Reconstruction accuracy and uncertainty maps. (top row) The voxel-wise RMSE as a normalised colour-map and its distribution; (bottom row) Uncertainty map (variance) over the super-resolved voxels and its distribution for (a) BIQT and (b) IQT. Trees were trained on \({\approx }4\,\times \,10^5\) patch pairs.

Fig. 4.
figure 4

(a), (c) Normalised uncertainty map (variance is shown i.e. the smaller the more certain) for BIQT (middle row) and IQT (bottom row) along with the T2-weighted slices (top row) for MS (with focal lesions in orange) and edema (contours highlighted), respectively. (b). The RMSE for MS and control subjects (averaged over 10 subjects in each case).

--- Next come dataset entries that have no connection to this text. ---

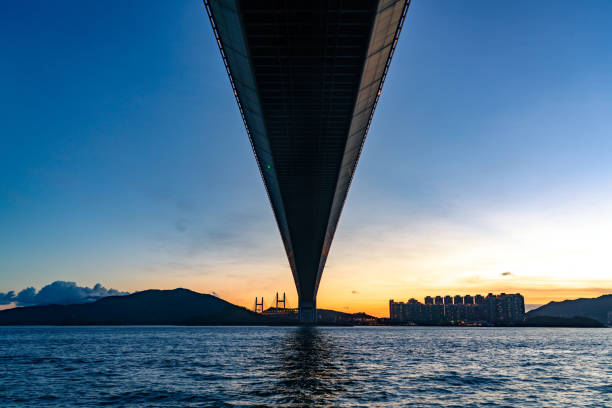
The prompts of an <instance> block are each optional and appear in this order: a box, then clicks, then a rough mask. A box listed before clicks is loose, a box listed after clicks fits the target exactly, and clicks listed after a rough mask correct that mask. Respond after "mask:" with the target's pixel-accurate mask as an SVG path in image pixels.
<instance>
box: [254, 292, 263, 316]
mask: <svg viewBox="0 0 612 408" xmlns="http://www.w3.org/2000/svg"><path fill="white" fill-rule="evenodd" d="M253 311H254V312H255V313H263V296H262V297H261V302H258V301H257V296H255V307H254V308H253Z"/></svg>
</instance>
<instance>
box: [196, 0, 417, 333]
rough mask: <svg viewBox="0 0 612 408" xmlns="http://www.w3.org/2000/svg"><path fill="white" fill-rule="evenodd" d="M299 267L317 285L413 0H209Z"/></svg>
mask: <svg viewBox="0 0 612 408" xmlns="http://www.w3.org/2000/svg"><path fill="white" fill-rule="evenodd" d="M205 4H206V8H207V11H208V14H209V17H210V20H211V23H212V25H213V29H214V31H215V35H216V37H217V42H218V43H219V47H220V49H221V54H222V56H223V59H224V62H225V65H226V68H227V70H228V74H229V77H230V80H231V82H232V87H233V90H234V94H235V96H236V99H237V101H238V105H239V107H240V111H241V114H242V117H243V120H244V122H245V126H246V128H247V132H248V134H249V138H250V140H251V144H252V146H253V150H254V153H255V157H256V159H257V164H258V165H259V169H260V172H261V175H262V178H263V181H264V184H265V186H266V190H267V193H268V196H269V199H270V202H271V204H272V208H273V211H274V216H275V218H276V222H277V224H278V227H279V230H280V233H281V237H282V240H283V244H284V246H285V250H286V252H287V257H288V259H289V265H290V266H291V270H292V272H293V278H294V280H295V285H296V287H297V291H298V296H299V305H300V317H301V320H302V321H305V322H316V294H317V290H318V286H319V281H320V279H321V274H322V272H323V268H324V266H325V261H326V259H327V255H328V253H329V249H330V245H331V242H332V239H333V237H334V233H335V230H336V226H337V225H338V220H339V218H340V213H341V211H342V207H343V205H344V201H345V199H346V195H347V193H348V189H349V186H350V184H351V180H352V177H353V174H354V172H355V167H356V165H357V161H358V159H359V155H360V153H361V149H362V146H363V142H364V140H365V137H366V134H367V131H368V128H369V125H370V121H371V118H372V115H373V112H374V109H375V107H376V103H377V101H378V97H379V96H380V91H381V89H382V83H383V82H384V78H385V75H386V73H387V69H388V65H389V62H390V60H391V57H392V55H393V50H394V48H395V45H396V42H397V39H398V36H399V32H400V29H401V25H402V23H403V20H404V16H405V13H406V10H407V8H408V4H409V1H407V0H380V1H376V0H350V1H348V0H344V1H342V0H337V1H331V0H329V1H328V0H325V1H322V0H308V1H305V0H275V1H272V0H258V1H252V0H205Z"/></svg>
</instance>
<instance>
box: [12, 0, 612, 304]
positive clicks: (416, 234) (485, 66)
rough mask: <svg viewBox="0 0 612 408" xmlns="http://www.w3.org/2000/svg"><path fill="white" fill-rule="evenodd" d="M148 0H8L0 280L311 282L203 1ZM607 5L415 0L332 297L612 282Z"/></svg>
mask: <svg viewBox="0 0 612 408" xmlns="http://www.w3.org/2000/svg"><path fill="white" fill-rule="evenodd" d="M147 4H148V5H149V6H148V7H147V8H144V7H136V6H134V5H117V6H116V7H115V8H113V10H107V9H106V8H105V7H104V6H103V5H92V4H89V5H83V4H79V5H74V4H73V5H70V6H68V5H66V4H64V5H45V4H44V2H41V3H40V4H39V6H38V7H37V8H36V9H35V10H32V9H31V8H29V7H26V6H20V5H14V6H13V7H9V10H8V12H7V13H3V14H4V15H5V16H6V18H4V19H3V23H4V24H2V25H1V27H0V33H2V34H3V37H4V38H9V39H11V41H10V42H11V43H7V44H6V46H5V47H3V49H4V50H5V59H6V61H8V64H2V65H1V66H0V74H1V75H0V77H1V78H2V79H1V81H2V83H3V89H5V90H6V97H5V98H3V106H2V115H3V117H2V119H3V123H4V124H5V125H4V127H5V130H6V132H5V133H4V135H3V136H2V147H3V148H2V149H0V159H2V160H1V163H0V169H2V172H1V175H0V181H1V183H0V184H1V185H2V186H3V187H4V188H3V189H2V191H0V225H2V226H3V228H2V231H1V232H0V274H1V275H2V278H3V279H2V281H1V282H0V292H7V291H9V290H15V291H18V290H21V289H23V288H25V287H29V286H34V287H36V288H38V289H40V288H41V287H42V286H44V285H46V284H48V283H50V282H52V281H55V280H66V281H75V282H77V283H78V284H80V285H84V286H93V285H94V284H95V283H98V282H99V283H101V284H103V285H104V286H106V287H108V288H115V289H118V290H122V291H130V292H132V291H137V290H143V289H148V288H160V289H170V288H175V287H187V288H189V289H193V290H196V291H199V292H204V293H212V292H214V293H216V294H218V295H219V296H220V297H222V298H224V299H227V300H229V301H231V302H233V303H236V304H240V305H244V306H248V305H250V304H251V303H252V299H253V298H254V297H255V296H261V295H264V297H265V296H269V295H268V294H273V293H274V292H277V291H280V292H287V296H288V297H289V299H294V302H297V296H296V294H295V290H294V287H293V281H292V277H291V273H290V271H289V267H288V264H287V261H286V257H285V254H284V250H283V247H282V243H281V241H280V238H279V236H278V231H277V228H276V225H275V222H274V219H273V216H272V211H271V209H270V208H269V203H268V202H267V200H266V196H265V190H264V187H263V186H262V184H261V180H260V178H259V175H258V173H257V168H256V164H255V161H254V159H253V157H252V152H251V150H250V145H249V142H248V139H247V136H246V133H245V130H244V126H243V124H242V121H241V119H240V115H239V113H238V111H237V108H236V106H235V101H234V99H233V95H232V93H231V88H230V85H229V81H228V79H227V76H226V73H225V71H224V68H223V64H222V62H221V61H220V59H219V54H218V50H217V48H216V44H215V42H214V37H213V34H212V32H211V30H210V27H209V23H208V21H207V19H206V16H205V12H204V10H203V8H202V5H201V4H200V3H197V2H196V3H194V4H187V3H185V4H182V5H172V6H171V5H169V4H164V3H163V2H159V3H157V2H148V3H147ZM567 4H569V3H567ZM611 7H612V6H610V5H606V4H604V5H601V4H599V5H597V6H595V5H593V4H591V5H584V6H583V7H581V8H580V9H576V8H572V7H568V6H567V5H566V4H564V3H563V2H557V3H554V6H553V5H550V4H548V5H545V4H532V3H530V2H519V3H517V4H515V5H514V7H513V8H508V7H502V6H501V5H499V4H490V3H486V2H484V3H479V4H477V3H473V4H456V3H453V2H436V3H435V4H431V3H427V2H414V3H413V4H412V5H411V8H410V10H409V12H408V16H407V21H406V24H405V27H404V31H403V34H402V38H401V39H400V41H399V45H398V49H397V52H396V55H395V57H394V63H393V66H392V67H391V71H390V74H389V78H388V79H387V83H386V86H385V89H384V91H383V95H382V98H381V101H380V104H379V106H378V108H377V112H376V114H375V115H374V121H373V124H372V128H371V130H370V133H369V137H368V140H367V141H366V145H365V149H364V153H363V157H362V159H361V161H360V163H359V166H358V168H357V174H356V177H355V180H354V184H353V186H352V189H351V191H350V193H349V196H348V200H347V203H346V206H345V209H344V212H343V215H342V218H341V219H340V223H339V227H338V231H337V234H336V238H335V241H334V243H333V245H332V248H331V251H330V255H329V259H328V263H327V267H326V272H325V274H324V276H323V279H322V281H321V286H320V291H319V295H318V305H319V306H320V307H321V308H330V309H337V310H341V311H351V312H358V311H364V312H368V313H371V314H374V315H377V316H381V315H384V314H385V313H387V311H388V304H387V301H388V299H390V298H396V299H408V298H410V297H418V296H420V294H422V293H426V292H431V293H441V292H445V293H446V292H448V293H449V294H450V293H452V294H453V295H454V294H457V293H461V294H465V293H474V291H475V289H476V288H486V291H487V292H494V293H499V292H506V293H516V292H520V293H522V294H523V295H524V296H525V302H526V303H527V304H543V303H546V302H548V301H550V300H561V299H566V298H577V297H596V296H599V295H601V294H604V293H610V292H611V291H612V282H611V279H610V270H611V268H612V261H610V259H609V256H608V248H607V242H609V240H610V238H612V235H611V234H612V232H611V231H612V215H611V214H612V211H611V210H612V195H610V193H609V191H612V189H610V187H612V164H611V163H610V160H609V157H608V156H609V151H611V149H612V141H611V140H610V138H609V137H608V135H609V134H611V133H612V124H611V123H610V119H609V117H608V112H609V111H610V110H612V100H611V99H610V95H611V94H612V92H611V91H612V89H610V84H612V57H611V56H610V55H609V53H603V52H601V50H603V49H605V47H607V44H608V43H609V42H610V40H612V35H611V31H610V28H609V27H608V26H607V18H606V16H607V15H609V13H610V12H612V9H610V8H611ZM601 8H608V10H605V11H602V10H601ZM525 10H527V11H528V12H527V13H526V12H525ZM62 22H64V23H69V24H62ZM31 27H36V30H31ZM49 60H52V61H53V63H50V64H46V61H49ZM34 69H35V70H36V71H34ZM34 72H36V75H34V74H33V73H34ZM4 147H6V148H4Z"/></svg>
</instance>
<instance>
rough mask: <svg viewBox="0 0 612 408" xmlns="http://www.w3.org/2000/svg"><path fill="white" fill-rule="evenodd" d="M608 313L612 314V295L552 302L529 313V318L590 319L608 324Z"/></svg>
mask: <svg viewBox="0 0 612 408" xmlns="http://www.w3.org/2000/svg"><path fill="white" fill-rule="evenodd" d="M608 312H612V295H603V296H600V297H598V298H581V299H575V300H564V301H562V302H550V303H548V304H546V305H544V306H541V307H538V308H537V309H534V310H531V311H530V312H528V313H527V317H535V316H551V317H567V318H571V317H578V316H582V317H590V318H591V319H595V320H598V321H600V322H601V323H603V324H606V322H607V320H608Z"/></svg>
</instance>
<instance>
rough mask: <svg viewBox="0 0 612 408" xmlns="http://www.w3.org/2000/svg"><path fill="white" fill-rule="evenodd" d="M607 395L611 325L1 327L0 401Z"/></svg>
mask: <svg viewBox="0 0 612 408" xmlns="http://www.w3.org/2000/svg"><path fill="white" fill-rule="evenodd" d="M101 405H106V406H121V407H141V406H143V407H144V406H146V407H191V406H194V407H195V406H198V407H199V406H280V407H297V406H333V407H336V406H363V407H387V406H398V407H400V406H401V407H404V406H415V407H434V406H445V407H471V406H474V407H477V406H489V407H498V406H507V407H510V406H512V407H570V406H571V407H577V406H579V407H580V406H585V407H598V408H599V407H606V406H607V407H612V330H610V329H537V328H443V327H433V328H417V327H412V328H411V327H391V328H384V327H370V328H331V327H330V328H312V329H304V328H294V327H290V328H269V327H21V328H19V327H5V328H2V327H0V406H1V407H21V406H25V407H69V406H85V407H92V406H101Z"/></svg>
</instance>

Testing on MS and tumour data. We further validate our method on images with previously unseen abnormalities; we use trees trained on healthy subjects from HCP dataset to super-resolve DTIs of MS and brain tumour patients (10 each). We process the raw data (DWI) as before, and only use \(b = 1200\,\text { s/mm}^2\) measurements for the MS dataset and \(b = 700\,\text { s/mm}^2\) for the tumour dataset. The voxel size for both datasets is \(2^3\,\text { mm}^3\). The MS dataset also contains lesion masks manually outlined by a neurologist. Figure 4(a), (c) middle row shows that the uncertainty map of BIQT precisely identifies previously unseen features (pathologies in this case) by assigning lower confidence than for the remaining healthy white matter. Moreover, in accordance with the reconstruction accuracy, the prediction is more confident in pathological regions than in the cerebrospinal fluid (CSF). This is expected since the CSF is essentially free water with low SNR and is also affected by cardiac pulsations, whereas the pathological regions are contained within the white matter and produce better SNR. Each BIQT tree appropriately sends pathological patches into the ‘white-matter’ subspace and its abnormality is detected there by the ‘familiarity’ term, leading to a lower confidence with respect to the healthy white matter. By contrast, IQT sends pathological patches into the CSF subspace and assigns the fixed corresponding uncertainty which is higher than what it should be. In essence, BIQT enables an uncertainty measure which highly correlates with the pathologies in a much more plausible way, and this is achieved by its more effective partitioning of the input space and uncertainty estimation conferred by Bayesian inference. Moreover, Fig. 4(b) shows the superior generalisability of BIQT even in reconstruction accuracy (here SR is performed on downsampled clinical DTIs); the RMSE of BIQT for MS patients is even smaller than that of IQT for healthy subjects.

4 Conclusion

We presented a computationally viable Bayesian extension of Image Quality Transfer (IQT). The application in super resolution of DTI demonstrated that the method not only achieves better reconstruction accuracy even in the presence of pathology (Fig. 3(b)) than the original IQT and standard interpolation techniques, but also provides an uncertainty measure which is highly correlated with the reconstruction quality. Furthermore, the uncertainty map is shown to highlight focal pathologies not observed in the training data. BIQT also performs a computationally efficient reconstruction while preserving the generality of IQT with large potential to be extended to higher-order models beyond DTI and applied to a wider range of modalities and problems such as parameter mapping and modality transfer [6]. We believe that these results are sufficiently compelling to motivate larger-scale experiments for clinical validation in the future.